Esse passou por todas as comissões, sempre aprovado, por influência do prestativo vereador.

Em dezembro mesmo, logo no dia que conversei com o vereador, enviei textos para 2 jornais e 2 entrevistas sobre o tema. Dois jornais dos 3 que existem na cidade, dois publicaram coisas sobre essa movimentação (um artigo meu no jornal de maior circulação e 2 entrevistas em um de média circulação, em termos de Juiz de Fora, obviamente. Um deve ter 10 mil de tiragem, e isso é chute, e o outro mil - mas é ligado a uma TV Educativa, então tem certa influência).

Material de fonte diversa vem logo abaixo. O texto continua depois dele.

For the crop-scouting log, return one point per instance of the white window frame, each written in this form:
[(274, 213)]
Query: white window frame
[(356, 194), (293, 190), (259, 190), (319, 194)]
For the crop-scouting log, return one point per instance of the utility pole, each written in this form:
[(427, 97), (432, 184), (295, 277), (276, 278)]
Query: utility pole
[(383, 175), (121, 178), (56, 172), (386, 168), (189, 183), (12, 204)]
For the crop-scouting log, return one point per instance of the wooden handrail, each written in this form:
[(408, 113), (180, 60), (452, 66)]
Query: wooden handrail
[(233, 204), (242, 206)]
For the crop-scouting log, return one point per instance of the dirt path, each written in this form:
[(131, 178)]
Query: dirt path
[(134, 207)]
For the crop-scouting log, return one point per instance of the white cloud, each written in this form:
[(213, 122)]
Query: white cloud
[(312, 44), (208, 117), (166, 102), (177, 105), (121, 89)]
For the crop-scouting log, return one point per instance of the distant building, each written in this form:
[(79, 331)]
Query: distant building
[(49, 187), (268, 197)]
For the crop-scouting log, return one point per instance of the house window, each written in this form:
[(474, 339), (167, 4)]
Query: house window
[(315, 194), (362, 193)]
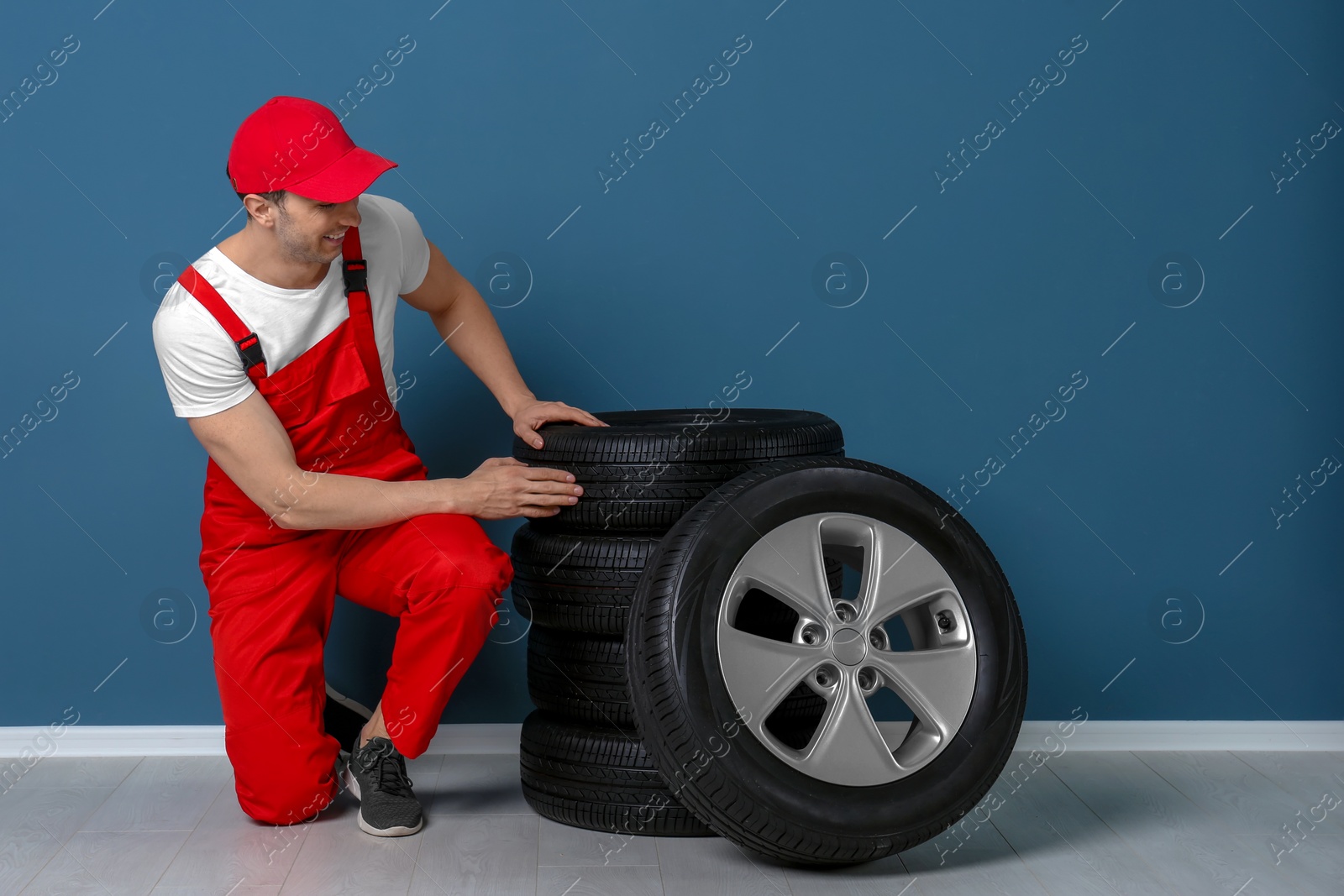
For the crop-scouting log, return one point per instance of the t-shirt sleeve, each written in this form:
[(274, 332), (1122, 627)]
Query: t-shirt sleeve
[(198, 360), (414, 249)]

Um outro jornal comunitátio divulgou outro artigo meu sobre esperanto e o Passini deu uma entrevista, pelo que me parece, para a TVEducativa da cidade.

Dei uma entrevista para a Acessa.com, portal de grandíssima influência na cidade, com uma grande amiga minha, que, por mim, conseguiu esse espaço. Rita Couto é o nome dela, estudante de Jornalismo na UFJF, à época estagiária da acessa, muito competente e esforçada.


Depois de apresentado o projeto demoraria uns 5 meses para ser votado, por causa de comissões e prioridades da pauta da câmara.


Aí queríamos fazer barulho. Já havia deixado de sobre aviso o Passini e o movimento espírita de JF. Levaríamos bandeiras, faríamos panfletagem, o Passini falaria na tribuna da câmara, convocaríamos a
imprensa. Entretanto, fiquei sabendo por um amigo sobre a aprovação da lei. nem fomos avisados de que seria votada.  Talvez por impossibilidade burocrática mesmo, sabemos como essa questão de pauta é complexa. Aí, infelizmente, não pudemos fazer o barulho que queríamos.

Mas, felizmente, a lei está aprovada e devidamente fazendo parte das leis aprovadas pela câmara.

Não sei se dei as informações necessárias.

A lei não caiu do céu, deu um bocado de trabalho, mas um trabalho que em todo momento sabíamos que ia dar certo. Não houveram embates políticos grandes, embora eu tenha me preparado para isso, estudando questão de bancada e costurando aliados que poderiam interceder caso alguma bancada fosse contra (na câmara legislativa de MG a banda evangélica foi contra, por exemplo).

O movimento aqui passa por altos e baixos. A cidade já teve 2 congressos brasileiros de esperanto e um há 11 anos. Eu sinto que agora estamos crescendo novamente. Enquanto antes tinhamos 1 local fornecendo cursos, atualmente temos 3 possibilidades diferentes de local de metodologia. Embora os  com o mesmo amor à língua e com muito carinho entre os núclos também. Um deles é a Associação, que é nossa representação há quase 1 século, com sede própria e muita dificuldade.

Estamos querendo fazer um encontro ainda esse ano, que iríamos fazer no início de Julho, mas por questões de tempo resolvemos mudar. Não havia sido divulgado mesmo. Sinto que temos muito pra colher em juiz de fora, e muito, MUITO pra plantar com a terra já arada.